Tony, an Italian, from Boston was the overseer of the project. He took a liking to my father right off. He would bring Dad a bottle of wine and pick me and Dad every weekend and take us up to see what they had done. I was nine years old and nosy. Over Rocker from Burlington was the dirt and dam contractor. Our neighbor's son, Frank Gage, was an equipment operator.
As you go up the road at the west end of the dam that hill on your left was covered with dirt. That dirt was all removed to the ledge and put into the big dam. That hill went almost to the little dam. Going up Wheeler Hollow on the east side of Norton Brook beyond the 2nd log landing were hugh stone walls. These stones were picked up by hand and hand laid on the inside of the big dam.

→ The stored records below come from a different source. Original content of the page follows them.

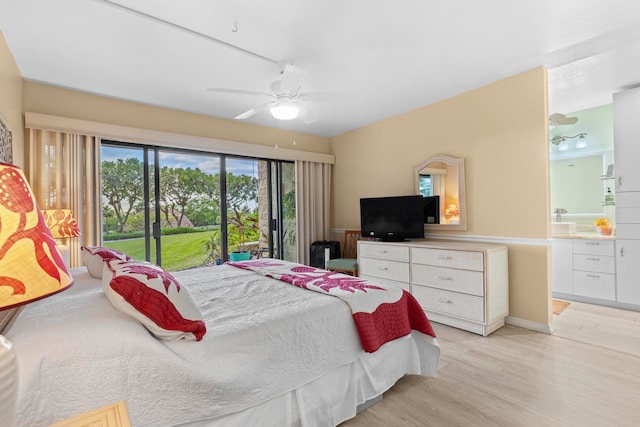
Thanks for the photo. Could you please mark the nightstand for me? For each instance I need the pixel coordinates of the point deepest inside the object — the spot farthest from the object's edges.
(114, 415)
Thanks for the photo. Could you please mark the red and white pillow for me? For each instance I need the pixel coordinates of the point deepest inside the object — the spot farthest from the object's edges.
(154, 297)
(94, 258)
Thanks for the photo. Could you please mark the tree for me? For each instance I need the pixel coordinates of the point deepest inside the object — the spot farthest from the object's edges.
(179, 187)
(123, 187)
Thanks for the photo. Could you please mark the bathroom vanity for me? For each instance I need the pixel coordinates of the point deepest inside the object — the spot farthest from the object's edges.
(584, 268)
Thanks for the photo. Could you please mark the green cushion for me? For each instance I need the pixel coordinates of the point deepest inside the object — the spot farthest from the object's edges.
(343, 264)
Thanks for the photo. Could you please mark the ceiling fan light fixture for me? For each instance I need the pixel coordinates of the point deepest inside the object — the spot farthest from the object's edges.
(285, 110)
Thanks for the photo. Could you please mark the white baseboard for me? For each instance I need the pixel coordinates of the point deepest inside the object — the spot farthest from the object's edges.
(527, 324)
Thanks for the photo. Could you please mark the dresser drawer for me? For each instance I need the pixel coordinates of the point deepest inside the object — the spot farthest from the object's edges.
(374, 280)
(450, 279)
(593, 247)
(448, 258)
(451, 303)
(386, 252)
(595, 263)
(594, 285)
(393, 270)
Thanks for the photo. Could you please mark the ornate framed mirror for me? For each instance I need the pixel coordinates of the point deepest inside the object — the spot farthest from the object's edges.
(443, 176)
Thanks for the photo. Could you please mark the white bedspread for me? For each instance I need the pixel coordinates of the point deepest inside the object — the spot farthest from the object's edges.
(77, 353)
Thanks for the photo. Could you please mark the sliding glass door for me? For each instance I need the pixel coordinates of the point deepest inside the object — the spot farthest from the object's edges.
(183, 209)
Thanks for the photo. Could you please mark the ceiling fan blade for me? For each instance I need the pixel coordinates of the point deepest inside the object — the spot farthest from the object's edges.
(306, 115)
(325, 96)
(292, 78)
(253, 111)
(238, 91)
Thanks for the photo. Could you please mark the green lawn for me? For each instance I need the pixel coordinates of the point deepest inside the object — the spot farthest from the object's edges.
(179, 251)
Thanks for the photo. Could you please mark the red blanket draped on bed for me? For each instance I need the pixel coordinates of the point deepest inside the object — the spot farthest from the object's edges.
(381, 313)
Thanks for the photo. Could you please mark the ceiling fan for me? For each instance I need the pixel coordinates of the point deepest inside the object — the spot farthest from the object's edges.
(287, 101)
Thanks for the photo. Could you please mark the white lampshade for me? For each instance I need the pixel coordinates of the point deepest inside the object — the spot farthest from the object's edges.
(285, 109)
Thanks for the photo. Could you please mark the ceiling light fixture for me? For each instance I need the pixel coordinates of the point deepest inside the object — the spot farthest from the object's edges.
(285, 109)
(558, 139)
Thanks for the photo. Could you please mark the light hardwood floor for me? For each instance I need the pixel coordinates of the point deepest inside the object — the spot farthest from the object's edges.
(587, 373)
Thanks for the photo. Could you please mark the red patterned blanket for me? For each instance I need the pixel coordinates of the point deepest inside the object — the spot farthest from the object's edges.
(381, 313)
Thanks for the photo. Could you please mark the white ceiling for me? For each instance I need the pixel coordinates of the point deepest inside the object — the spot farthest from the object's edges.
(385, 57)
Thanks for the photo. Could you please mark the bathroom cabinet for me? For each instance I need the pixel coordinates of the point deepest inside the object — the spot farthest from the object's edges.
(626, 127)
(584, 269)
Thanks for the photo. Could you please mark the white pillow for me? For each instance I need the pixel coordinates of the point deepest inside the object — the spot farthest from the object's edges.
(94, 258)
(154, 297)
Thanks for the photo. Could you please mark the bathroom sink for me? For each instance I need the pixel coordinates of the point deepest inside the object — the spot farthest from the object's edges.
(563, 228)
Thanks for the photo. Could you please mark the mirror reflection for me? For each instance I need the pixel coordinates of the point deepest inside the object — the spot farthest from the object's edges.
(443, 176)
(581, 151)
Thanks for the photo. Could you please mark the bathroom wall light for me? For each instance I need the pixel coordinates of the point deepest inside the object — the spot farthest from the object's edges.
(558, 139)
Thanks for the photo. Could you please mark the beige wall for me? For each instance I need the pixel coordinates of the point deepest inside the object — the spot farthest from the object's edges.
(501, 130)
(11, 100)
(39, 98)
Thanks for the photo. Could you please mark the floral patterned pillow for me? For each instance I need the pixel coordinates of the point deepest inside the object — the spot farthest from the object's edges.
(154, 297)
(95, 256)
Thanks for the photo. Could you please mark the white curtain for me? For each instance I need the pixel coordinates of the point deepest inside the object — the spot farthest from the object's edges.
(313, 191)
(63, 170)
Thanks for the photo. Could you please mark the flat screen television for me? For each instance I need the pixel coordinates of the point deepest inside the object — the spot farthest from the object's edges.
(392, 218)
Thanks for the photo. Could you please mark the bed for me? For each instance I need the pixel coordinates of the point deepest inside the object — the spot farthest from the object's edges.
(273, 354)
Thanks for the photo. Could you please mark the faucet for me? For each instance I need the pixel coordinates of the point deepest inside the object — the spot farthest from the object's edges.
(559, 212)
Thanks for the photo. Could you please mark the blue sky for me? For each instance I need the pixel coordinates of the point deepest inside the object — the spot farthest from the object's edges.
(208, 164)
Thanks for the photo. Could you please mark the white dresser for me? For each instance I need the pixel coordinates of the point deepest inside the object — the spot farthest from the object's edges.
(465, 285)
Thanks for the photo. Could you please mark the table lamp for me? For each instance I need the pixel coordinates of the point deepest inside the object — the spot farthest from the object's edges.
(31, 268)
(62, 225)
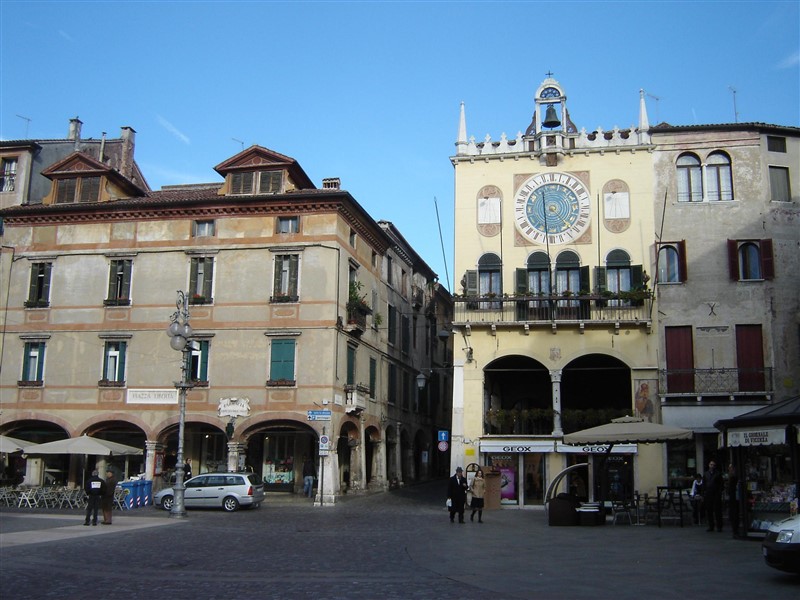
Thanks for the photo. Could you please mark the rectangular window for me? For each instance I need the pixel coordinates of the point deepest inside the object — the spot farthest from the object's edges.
(351, 365)
(392, 325)
(39, 289)
(80, 189)
(114, 361)
(281, 365)
(288, 225)
(90, 189)
(779, 184)
(242, 183)
(198, 369)
(33, 362)
(270, 182)
(285, 279)
(203, 228)
(8, 174)
(392, 384)
(119, 283)
(201, 280)
(776, 143)
(373, 376)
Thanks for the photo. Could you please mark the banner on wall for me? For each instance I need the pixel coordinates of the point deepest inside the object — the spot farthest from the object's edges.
(763, 436)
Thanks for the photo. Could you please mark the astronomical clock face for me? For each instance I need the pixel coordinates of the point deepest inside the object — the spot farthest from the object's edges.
(552, 204)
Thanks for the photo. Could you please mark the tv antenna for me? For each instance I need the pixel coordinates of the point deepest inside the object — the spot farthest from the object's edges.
(657, 99)
(735, 112)
(27, 123)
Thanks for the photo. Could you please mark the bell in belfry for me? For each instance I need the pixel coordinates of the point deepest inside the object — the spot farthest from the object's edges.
(550, 117)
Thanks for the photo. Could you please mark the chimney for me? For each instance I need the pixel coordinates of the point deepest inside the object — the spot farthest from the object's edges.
(128, 136)
(74, 129)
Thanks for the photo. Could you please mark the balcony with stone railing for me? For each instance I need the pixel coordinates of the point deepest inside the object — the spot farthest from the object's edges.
(678, 385)
(626, 309)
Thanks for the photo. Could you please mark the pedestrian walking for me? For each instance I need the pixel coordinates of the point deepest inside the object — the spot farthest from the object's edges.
(107, 501)
(308, 477)
(94, 489)
(713, 485)
(478, 489)
(457, 495)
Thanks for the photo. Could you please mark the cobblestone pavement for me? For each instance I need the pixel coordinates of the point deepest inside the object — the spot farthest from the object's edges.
(395, 545)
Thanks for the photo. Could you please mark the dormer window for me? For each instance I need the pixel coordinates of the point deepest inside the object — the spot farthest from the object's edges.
(81, 189)
(266, 182)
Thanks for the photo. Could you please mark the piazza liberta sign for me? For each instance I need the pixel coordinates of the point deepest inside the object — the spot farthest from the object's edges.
(763, 436)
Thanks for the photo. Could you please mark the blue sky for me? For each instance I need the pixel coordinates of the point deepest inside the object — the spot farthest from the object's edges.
(370, 91)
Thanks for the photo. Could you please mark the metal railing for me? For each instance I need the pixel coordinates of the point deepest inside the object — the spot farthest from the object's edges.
(548, 309)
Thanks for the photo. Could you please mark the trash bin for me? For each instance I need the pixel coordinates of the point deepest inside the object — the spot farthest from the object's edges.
(130, 494)
(147, 492)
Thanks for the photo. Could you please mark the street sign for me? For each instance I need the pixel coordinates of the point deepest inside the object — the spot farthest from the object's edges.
(318, 415)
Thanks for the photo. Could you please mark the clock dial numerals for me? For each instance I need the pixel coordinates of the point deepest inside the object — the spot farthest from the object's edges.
(555, 205)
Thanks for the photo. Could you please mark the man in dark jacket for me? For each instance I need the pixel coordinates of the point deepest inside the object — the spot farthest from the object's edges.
(457, 494)
(94, 489)
(108, 496)
(713, 485)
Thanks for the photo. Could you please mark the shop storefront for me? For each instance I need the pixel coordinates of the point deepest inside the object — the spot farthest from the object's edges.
(523, 467)
(763, 447)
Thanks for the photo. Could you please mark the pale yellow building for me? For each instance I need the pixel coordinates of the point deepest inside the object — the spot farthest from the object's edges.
(554, 231)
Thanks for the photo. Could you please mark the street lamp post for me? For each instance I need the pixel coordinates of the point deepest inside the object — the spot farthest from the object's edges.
(180, 333)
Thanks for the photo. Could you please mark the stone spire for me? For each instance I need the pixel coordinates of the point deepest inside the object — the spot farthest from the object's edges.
(644, 124)
(461, 142)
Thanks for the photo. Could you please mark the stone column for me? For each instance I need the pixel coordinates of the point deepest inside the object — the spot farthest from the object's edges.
(457, 449)
(555, 380)
(234, 450)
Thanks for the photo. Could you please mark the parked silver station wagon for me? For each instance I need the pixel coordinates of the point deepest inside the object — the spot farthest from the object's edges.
(214, 490)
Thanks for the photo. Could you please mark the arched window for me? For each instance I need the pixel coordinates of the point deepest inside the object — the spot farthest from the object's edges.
(690, 179)
(539, 273)
(749, 261)
(668, 265)
(719, 182)
(618, 271)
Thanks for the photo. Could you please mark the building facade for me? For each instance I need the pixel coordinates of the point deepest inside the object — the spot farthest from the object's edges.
(309, 319)
(612, 272)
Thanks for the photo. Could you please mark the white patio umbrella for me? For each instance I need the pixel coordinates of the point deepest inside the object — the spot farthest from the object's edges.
(83, 444)
(9, 444)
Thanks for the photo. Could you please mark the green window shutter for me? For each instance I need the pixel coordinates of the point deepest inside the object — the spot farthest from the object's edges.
(282, 360)
(600, 279)
(209, 278)
(584, 278)
(40, 363)
(471, 278)
(522, 281)
(193, 277)
(203, 374)
(637, 277)
(121, 363)
(351, 365)
(294, 271)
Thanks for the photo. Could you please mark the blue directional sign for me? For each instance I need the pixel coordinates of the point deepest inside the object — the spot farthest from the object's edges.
(318, 415)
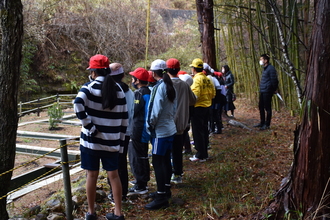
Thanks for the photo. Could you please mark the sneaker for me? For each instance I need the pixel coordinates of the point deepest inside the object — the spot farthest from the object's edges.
(90, 216)
(136, 190)
(187, 152)
(112, 201)
(258, 125)
(264, 127)
(133, 182)
(112, 216)
(196, 159)
(176, 179)
(161, 201)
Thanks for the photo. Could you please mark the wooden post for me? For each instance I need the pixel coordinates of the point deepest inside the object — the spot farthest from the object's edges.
(20, 108)
(66, 180)
(38, 111)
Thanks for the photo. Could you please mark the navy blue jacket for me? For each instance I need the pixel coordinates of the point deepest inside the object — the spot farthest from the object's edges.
(269, 81)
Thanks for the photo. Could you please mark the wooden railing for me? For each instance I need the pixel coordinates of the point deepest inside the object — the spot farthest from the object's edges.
(66, 100)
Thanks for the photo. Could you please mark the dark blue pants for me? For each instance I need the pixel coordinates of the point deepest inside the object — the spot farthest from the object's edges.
(177, 154)
(139, 162)
(199, 123)
(265, 104)
(163, 170)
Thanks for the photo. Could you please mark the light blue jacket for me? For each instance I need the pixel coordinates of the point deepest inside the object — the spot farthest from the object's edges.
(161, 113)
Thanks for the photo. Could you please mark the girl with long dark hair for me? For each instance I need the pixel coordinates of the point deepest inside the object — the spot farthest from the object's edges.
(161, 125)
(101, 107)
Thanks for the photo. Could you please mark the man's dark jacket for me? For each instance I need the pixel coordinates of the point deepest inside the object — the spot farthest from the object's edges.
(269, 81)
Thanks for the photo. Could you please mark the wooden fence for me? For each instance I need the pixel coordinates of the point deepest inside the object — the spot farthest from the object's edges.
(66, 100)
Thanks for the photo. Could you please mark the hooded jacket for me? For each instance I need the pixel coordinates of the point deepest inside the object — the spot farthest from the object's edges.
(161, 112)
(185, 98)
(204, 90)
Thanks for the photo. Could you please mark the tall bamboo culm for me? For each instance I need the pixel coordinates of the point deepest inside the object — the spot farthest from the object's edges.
(248, 29)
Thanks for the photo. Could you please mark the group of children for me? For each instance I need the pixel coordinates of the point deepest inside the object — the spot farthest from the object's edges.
(117, 122)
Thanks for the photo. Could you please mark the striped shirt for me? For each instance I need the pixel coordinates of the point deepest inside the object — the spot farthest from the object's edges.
(108, 125)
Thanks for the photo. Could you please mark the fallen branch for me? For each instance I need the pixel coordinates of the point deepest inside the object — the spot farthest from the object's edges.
(238, 124)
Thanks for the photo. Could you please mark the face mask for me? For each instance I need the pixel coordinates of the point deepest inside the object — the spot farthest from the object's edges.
(134, 86)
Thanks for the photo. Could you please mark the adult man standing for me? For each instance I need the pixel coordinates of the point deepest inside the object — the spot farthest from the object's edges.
(138, 147)
(204, 90)
(185, 99)
(268, 86)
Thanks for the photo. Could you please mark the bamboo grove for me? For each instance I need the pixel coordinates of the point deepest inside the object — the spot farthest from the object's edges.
(246, 29)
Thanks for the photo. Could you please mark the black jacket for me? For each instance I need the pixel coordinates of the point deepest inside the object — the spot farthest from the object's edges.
(141, 100)
(269, 81)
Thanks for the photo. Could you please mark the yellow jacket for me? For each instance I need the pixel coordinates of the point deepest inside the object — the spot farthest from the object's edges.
(204, 90)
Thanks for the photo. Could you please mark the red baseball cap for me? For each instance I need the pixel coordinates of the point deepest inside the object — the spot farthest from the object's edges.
(141, 74)
(181, 72)
(98, 62)
(151, 78)
(217, 73)
(173, 63)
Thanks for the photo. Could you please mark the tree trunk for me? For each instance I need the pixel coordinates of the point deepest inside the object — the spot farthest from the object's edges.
(305, 191)
(10, 58)
(206, 27)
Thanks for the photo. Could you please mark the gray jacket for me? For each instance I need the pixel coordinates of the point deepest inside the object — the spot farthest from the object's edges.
(185, 98)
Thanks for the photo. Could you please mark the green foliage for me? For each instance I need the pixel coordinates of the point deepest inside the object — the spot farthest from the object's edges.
(55, 114)
(27, 83)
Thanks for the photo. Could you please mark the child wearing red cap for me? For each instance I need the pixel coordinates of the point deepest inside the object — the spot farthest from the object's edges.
(138, 147)
(101, 107)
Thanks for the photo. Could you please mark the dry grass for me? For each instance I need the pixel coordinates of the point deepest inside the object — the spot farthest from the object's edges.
(244, 170)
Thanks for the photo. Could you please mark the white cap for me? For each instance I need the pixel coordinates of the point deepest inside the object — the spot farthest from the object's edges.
(158, 65)
(207, 67)
(116, 69)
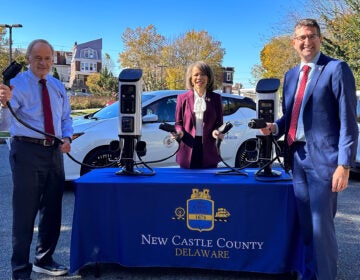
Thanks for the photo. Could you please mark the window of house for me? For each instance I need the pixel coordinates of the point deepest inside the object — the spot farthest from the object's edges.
(88, 53)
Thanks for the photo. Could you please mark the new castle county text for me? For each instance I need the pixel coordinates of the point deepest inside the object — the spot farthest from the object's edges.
(198, 247)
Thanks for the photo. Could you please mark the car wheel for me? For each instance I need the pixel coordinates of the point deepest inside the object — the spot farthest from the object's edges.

The little reservoir was built first. They ran 18 inch pipe and cut through the meadow at about 10 feet deep so it would run by gravity. It might have been deeper?
My father and I went up with Tony, the day they turned on the valve to let water flow into the big dam. You should have seen the brook trout go down the tube. Soon after they started drinking water in Vergennes, they got an awful odor. Come to find out the screens at the dams were plugged with dead trout. They changed all the screens but still every so often a minnow would come out of a faucet in Vergennes.
After the big dam was filled with water, a big spring came out of the ground down in the cedar swamp on Harold Farnsworth's property. He had to dig a ditch by hand for about 500 yards to get into a little brook. After they let the water down, it didn't run anymore. Amazing how cracks in a ledge would go for a mile carrying water.